How can teachers take advantage of multilingual potential in their classes? And how can trainee teachers best be prepared for linguistic diversity in the classroom? Theorists and practitioners in Germany and Europe are looking into these questions.  

When Germany welcomed its first “guest workers” back in the 1950s, the children of the migrants were taught in their native languages at German schools. That said, such classes were provided in a rather slipshod manner, and were not linked to the normal curricular lessons. As a didactic concept, multilingualism long played a role in foreign language lessons only, if at all.

Ever since the shockwaves generated by the Pisa study, individual states, universities and educational institutions in Germany have been increasingly developing approaches designed to better reflect the linguistic diversity at German schools and the multilingual abilities of individual pupils: the idea is for children with a native tongue other than German to receive the support they need to achieve the level of language proficiency – in both German and their native language – required to study at university.

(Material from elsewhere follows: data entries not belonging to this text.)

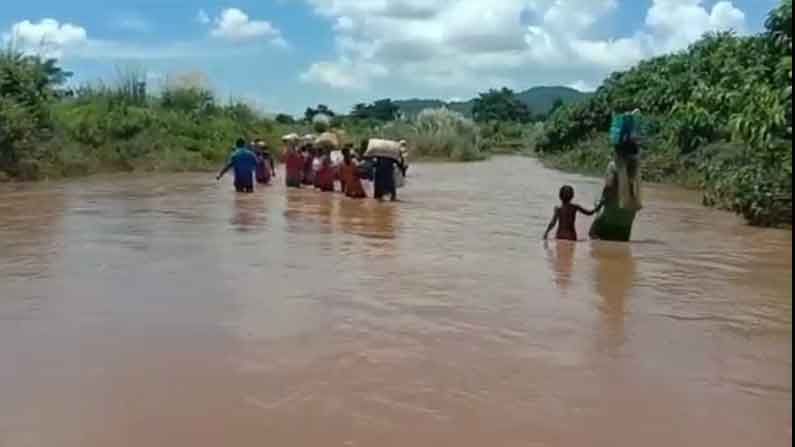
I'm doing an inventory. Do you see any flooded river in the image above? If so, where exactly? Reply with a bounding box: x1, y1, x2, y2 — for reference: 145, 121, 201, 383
0, 158, 792, 447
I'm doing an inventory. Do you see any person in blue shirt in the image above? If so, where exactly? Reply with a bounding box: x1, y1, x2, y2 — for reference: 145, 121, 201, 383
216, 138, 257, 193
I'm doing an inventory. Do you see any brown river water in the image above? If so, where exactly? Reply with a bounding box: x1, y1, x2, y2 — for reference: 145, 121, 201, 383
0, 158, 792, 447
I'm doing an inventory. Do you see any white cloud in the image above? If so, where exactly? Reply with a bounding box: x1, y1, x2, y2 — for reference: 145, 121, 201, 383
567, 79, 596, 93
301, 59, 387, 90
196, 9, 212, 25
2, 19, 88, 58
210, 8, 287, 46
114, 14, 153, 33
301, 0, 746, 96
0, 19, 272, 61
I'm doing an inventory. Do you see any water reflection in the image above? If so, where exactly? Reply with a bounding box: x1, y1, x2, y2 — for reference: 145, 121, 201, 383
591, 242, 636, 354
0, 157, 792, 447
231, 194, 265, 233
544, 240, 579, 293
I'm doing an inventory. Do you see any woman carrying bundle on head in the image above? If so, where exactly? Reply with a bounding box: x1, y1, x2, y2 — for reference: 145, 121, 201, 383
590, 110, 643, 242
340, 147, 367, 199
282, 134, 304, 188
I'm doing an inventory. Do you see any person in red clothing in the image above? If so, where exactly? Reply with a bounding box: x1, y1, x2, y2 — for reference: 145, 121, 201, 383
301, 143, 315, 186
283, 135, 304, 188
315, 155, 336, 192
544, 185, 601, 241
340, 147, 367, 199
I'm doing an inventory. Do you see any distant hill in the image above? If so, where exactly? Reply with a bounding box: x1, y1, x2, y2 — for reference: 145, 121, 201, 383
395, 87, 591, 116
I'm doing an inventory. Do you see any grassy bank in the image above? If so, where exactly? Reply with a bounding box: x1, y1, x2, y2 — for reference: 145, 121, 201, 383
535, 0, 792, 226
537, 134, 704, 189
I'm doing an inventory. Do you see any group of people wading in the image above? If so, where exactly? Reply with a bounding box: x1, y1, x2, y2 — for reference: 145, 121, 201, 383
218, 110, 643, 242
544, 110, 643, 242
217, 134, 408, 201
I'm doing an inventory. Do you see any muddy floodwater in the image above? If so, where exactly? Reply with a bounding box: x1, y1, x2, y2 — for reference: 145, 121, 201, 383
0, 158, 792, 447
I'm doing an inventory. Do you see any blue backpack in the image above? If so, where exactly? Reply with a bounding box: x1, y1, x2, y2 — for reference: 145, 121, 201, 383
610, 113, 638, 146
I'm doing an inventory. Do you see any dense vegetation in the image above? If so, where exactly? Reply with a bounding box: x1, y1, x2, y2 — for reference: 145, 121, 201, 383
536, 0, 792, 225
0, 58, 298, 179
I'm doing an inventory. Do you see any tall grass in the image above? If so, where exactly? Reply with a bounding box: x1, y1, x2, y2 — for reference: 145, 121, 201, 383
377, 108, 486, 161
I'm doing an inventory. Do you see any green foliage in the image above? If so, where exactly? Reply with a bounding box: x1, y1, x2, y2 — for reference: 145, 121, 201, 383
0, 50, 287, 179
536, 0, 792, 225
304, 104, 337, 123
398, 108, 485, 161
274, 113, 295, 125
472, 88, 532, 123
351, 99, 400, 121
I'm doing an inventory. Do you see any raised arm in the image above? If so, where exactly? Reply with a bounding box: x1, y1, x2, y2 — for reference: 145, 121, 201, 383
544, 207, 560, 240
575, 202, 602, 216
215, 161, 232, 180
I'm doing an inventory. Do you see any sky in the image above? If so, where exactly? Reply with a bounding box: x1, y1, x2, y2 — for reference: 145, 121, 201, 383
0, 0, 777, 115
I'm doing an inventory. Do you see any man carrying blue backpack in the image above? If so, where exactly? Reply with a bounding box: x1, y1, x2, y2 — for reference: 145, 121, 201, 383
216, 138, 257, 193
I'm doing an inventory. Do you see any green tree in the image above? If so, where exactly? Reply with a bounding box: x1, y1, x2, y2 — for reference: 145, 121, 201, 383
275, 113, 295, 125
472, 88, 532, 123
351, 99, 400, 122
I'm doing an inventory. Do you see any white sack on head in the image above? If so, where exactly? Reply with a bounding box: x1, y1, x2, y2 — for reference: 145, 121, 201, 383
364, 138, 401, 161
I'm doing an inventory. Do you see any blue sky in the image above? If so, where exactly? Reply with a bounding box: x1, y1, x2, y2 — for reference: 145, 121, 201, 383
0, 0, 777, 114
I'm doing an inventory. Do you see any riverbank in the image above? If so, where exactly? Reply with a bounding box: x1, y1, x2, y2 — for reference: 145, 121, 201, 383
0, 157, 792, 447
534, 133, 792, 228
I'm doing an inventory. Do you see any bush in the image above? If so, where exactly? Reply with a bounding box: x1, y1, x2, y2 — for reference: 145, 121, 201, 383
536, 0, 792, 225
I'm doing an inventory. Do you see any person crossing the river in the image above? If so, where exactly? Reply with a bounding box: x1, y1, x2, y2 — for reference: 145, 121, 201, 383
340, 147, 367, 199
284, 134, 304, 188
589, 109, 643, 242
216, 138, 257, 193
254, 140, 276, 185
315, 152, 336, 192
544, 185, 601, 242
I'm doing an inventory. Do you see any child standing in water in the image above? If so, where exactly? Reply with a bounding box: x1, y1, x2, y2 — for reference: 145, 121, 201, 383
544, 185, 602, 241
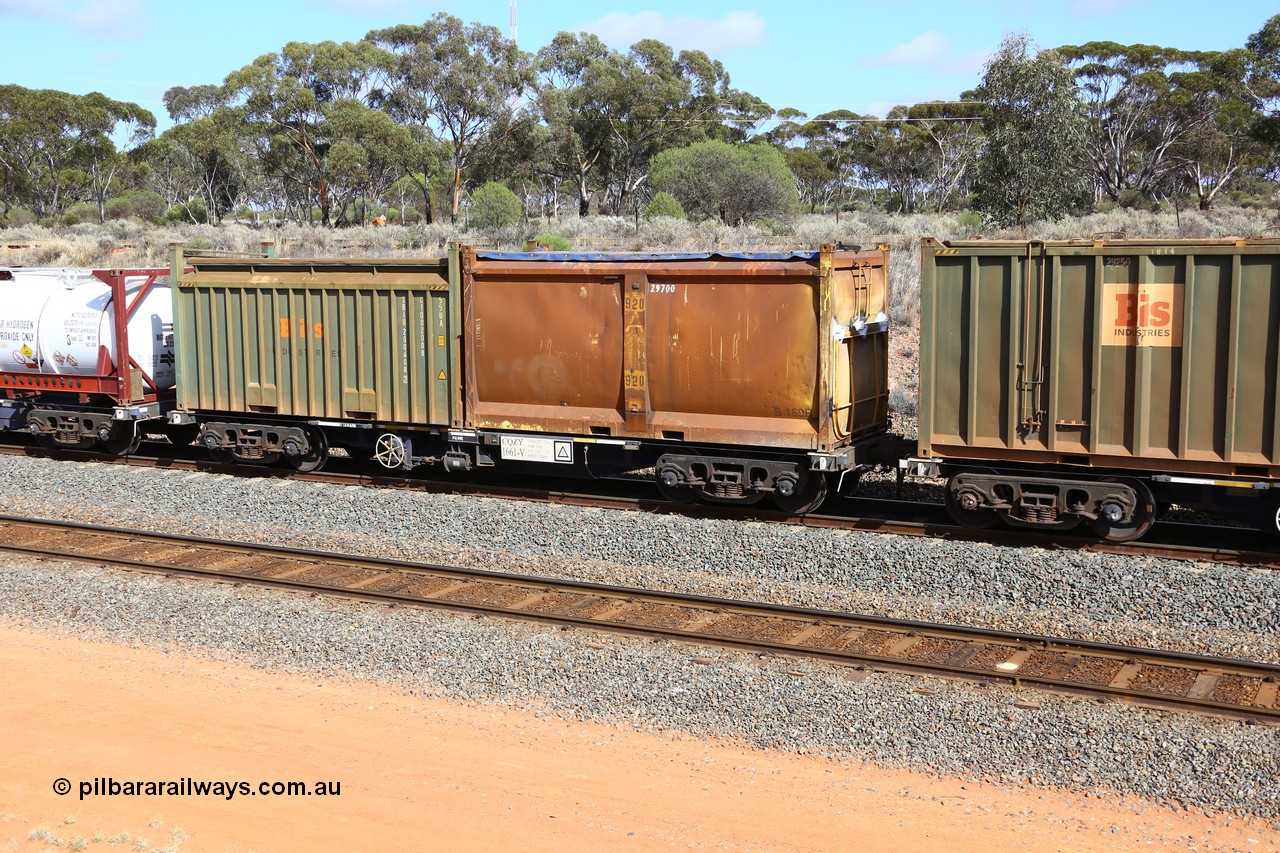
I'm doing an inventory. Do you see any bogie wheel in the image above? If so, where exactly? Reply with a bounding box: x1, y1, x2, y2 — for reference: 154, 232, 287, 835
374, 433, 408, 470
284, 428, 329, 474
1089, 478, 1156, 542
772, 469, 827, 515
654, 467, 698, 503
946, 474, 1000, 530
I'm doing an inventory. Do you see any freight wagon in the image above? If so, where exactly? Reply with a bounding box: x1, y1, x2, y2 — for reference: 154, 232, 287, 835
0, 268, 174, 453
169, 240, 888, 512
904, 233, 1280, 540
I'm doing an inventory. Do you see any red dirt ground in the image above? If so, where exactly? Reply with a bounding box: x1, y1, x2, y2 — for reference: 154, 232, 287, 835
0, 626, 1280, 853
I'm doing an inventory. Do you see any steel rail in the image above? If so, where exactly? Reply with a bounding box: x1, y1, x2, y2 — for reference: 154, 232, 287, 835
0, 516, 1280, 725
0, 444, 1280, 570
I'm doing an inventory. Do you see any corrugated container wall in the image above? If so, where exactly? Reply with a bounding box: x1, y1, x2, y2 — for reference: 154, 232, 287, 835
174, 257, 461, 427
456, 246, 888, 450
919, 240, 1280, 476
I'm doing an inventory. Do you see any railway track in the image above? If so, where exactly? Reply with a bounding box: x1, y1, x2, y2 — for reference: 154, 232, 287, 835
0, 516, 1280, 725
0, 444, 1280, 569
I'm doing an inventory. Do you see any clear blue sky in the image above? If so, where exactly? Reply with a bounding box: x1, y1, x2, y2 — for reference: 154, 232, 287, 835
0, 0, 1280, 128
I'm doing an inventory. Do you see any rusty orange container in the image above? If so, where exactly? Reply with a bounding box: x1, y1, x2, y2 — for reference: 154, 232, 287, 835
451, 240, 888, 451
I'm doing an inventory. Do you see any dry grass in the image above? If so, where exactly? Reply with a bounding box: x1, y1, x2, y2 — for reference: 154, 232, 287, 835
0, 209, 1277, 324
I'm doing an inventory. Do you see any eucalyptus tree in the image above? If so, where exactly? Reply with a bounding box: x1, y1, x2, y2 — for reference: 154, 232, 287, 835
223, 41, 383, 225
1244, 15, 1280, 161
538, 32, 613, 216
968, 35, 1088, 228
653, 140, 799, 225
365, 12, 534, 222
0, 86, 156, 219
577, 38, 741, 213
1170, 49, 1275, 210
1059, 41, 1197, 201
901, 101, 983, 213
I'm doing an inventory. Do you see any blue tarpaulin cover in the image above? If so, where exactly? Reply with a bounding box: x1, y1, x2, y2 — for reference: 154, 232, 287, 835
476, 251, 818, 261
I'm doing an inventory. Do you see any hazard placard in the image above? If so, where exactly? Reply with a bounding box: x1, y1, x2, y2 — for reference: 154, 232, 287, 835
502, 435, 573, 465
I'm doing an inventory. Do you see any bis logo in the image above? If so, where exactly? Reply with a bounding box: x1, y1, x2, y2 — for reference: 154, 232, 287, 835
1102, 284, 1183, 347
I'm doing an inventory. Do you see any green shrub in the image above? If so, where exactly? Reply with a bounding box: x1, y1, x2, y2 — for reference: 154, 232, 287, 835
471, 181, 521, 231
532, 233, 573, 252
644, 192, 687, 219
61, 201, 97, 225
0, 207, 36, 228
956, 210, 982, 234
106, 199, 133, 219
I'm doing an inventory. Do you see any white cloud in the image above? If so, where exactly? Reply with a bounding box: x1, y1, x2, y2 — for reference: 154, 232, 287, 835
859, 29, 991, 76
1070, 0, 1143, 15
869, 29, 951, 65
573, 10, 764, 56
0, 0, 146, 38
317, 0, 430, 11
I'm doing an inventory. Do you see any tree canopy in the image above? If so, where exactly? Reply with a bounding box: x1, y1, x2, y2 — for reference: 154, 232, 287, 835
0, 13, 1280, 225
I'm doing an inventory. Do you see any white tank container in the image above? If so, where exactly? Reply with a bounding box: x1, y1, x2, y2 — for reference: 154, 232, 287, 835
0, 269, 174, 389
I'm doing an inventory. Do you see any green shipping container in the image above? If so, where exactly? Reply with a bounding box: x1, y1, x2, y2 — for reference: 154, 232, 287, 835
919, 240, 1280, 478
173, 254, 461, 427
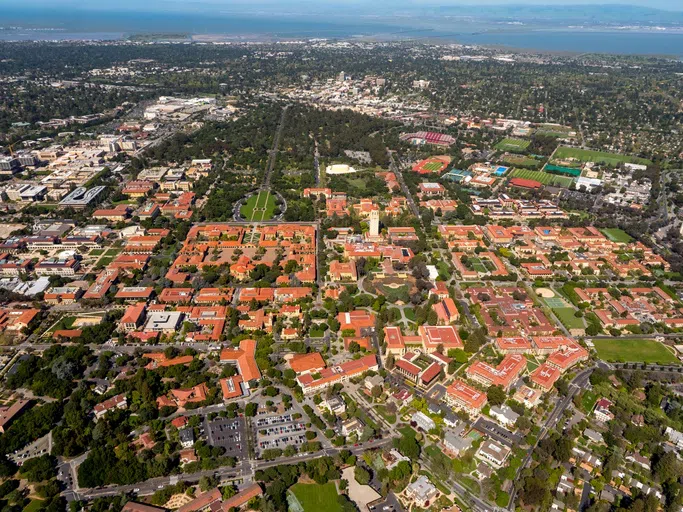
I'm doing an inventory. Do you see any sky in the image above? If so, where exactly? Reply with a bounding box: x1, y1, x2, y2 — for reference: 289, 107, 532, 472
0, 0, 683, 12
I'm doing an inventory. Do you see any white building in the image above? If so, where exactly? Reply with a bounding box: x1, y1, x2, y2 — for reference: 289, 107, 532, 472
411, 411, 436, 432
489, 405, 519, 428
474, 440, 511, 468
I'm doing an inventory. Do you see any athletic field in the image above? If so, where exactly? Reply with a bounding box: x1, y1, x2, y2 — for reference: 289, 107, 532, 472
509, 169, 574, 188
413, 156, 451, 174
553, 146, 652, 166
545, 306, 586, 329
501, 153, 541, 168
240, 190, 275, 222
593, 338, 680, 364
495, 137, 531, 153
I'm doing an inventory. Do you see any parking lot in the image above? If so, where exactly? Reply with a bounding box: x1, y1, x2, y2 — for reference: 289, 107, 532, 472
9, 434, 52, 466
473, 416, 522, 446
204, 418, 247, 459
254, 414, 306, 453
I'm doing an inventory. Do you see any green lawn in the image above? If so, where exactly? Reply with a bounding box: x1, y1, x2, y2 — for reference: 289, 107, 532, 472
495, 137, 531, 153
553, 308, 584, 329
290, 482, 342, 512
600, 228, 633, 244
240, 191, 275, 222
501, 153, 541, 168
593, 338, 679, 364
510, 169, 574, 188
554, 146, 652, 166
24, 500, 44, 512
536, 124, 574, 137
375, 405, 396, 425
422, 162, 443, 172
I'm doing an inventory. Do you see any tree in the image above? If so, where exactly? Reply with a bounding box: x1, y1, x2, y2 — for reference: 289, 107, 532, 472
652, 452, 683, 483
394, 435, 420, 460
486, 386, 507, 405
19, 454, 57, 482
353, 466, 371, 485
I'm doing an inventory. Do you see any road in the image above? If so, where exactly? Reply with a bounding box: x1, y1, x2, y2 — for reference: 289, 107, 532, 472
387, 148, 424, 227
261, 105, 289, 190
72, 437, 393, 500
508, 366, 595, 510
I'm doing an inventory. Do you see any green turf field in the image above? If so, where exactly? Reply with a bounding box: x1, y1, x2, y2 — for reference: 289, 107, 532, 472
536, 124, 574, 137
593, 338, 679, 364
501, 153, 541, 168
554, 146, 652, 166
510, 169, 574, 188
495, 137, 531, 153
600, 228, 633, 244
240, 191, 275, 222
290, 482, 342, 512
553, 308, 585, 329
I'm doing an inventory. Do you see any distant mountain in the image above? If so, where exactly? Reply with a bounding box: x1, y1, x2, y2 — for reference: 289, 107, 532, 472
426, 4, 683, 25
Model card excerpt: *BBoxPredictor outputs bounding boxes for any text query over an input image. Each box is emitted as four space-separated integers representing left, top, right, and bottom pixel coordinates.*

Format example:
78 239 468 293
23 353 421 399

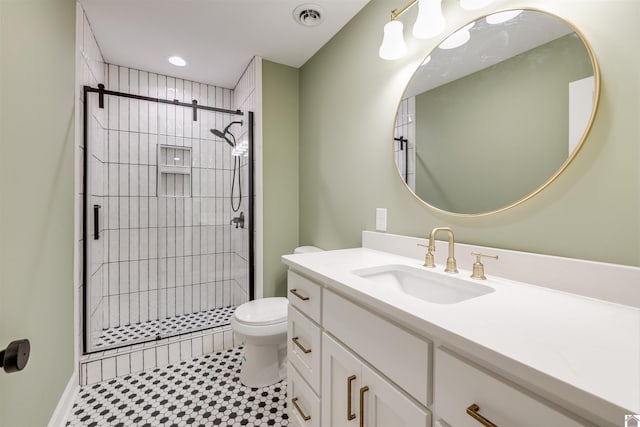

To this end, their native and family languages, as well as any foreign language skills they may have, are to be valued in and incorporated into lessons. What is more, pupils are to acquire proficiency not only in everyday language, but also in academic or technical language.

In a research programme entitled “Promotion of Children and Young People from Migrant Backgrounds”, known as FörMig for short, the Bund-Länder Commission for Educational Planning and Research Promotion (BLK) for example developed a model for continuous language education that fosters the academic language skills of children and young people from nursery school to university. Although the concept has already been successfully applied in practice in individual projects, there can be no talk of any systematic – let alone widespread – implementation.

“Nowadays there are numerous successful projects, ranging from early-years education through to adult education. However, rather than merging the concept of continuous language education with the patchwork of successful projects to form one overall strategy, many projects are sadly not continued”, says Elisabeth Gessner from the Forum Lesen in Kassel.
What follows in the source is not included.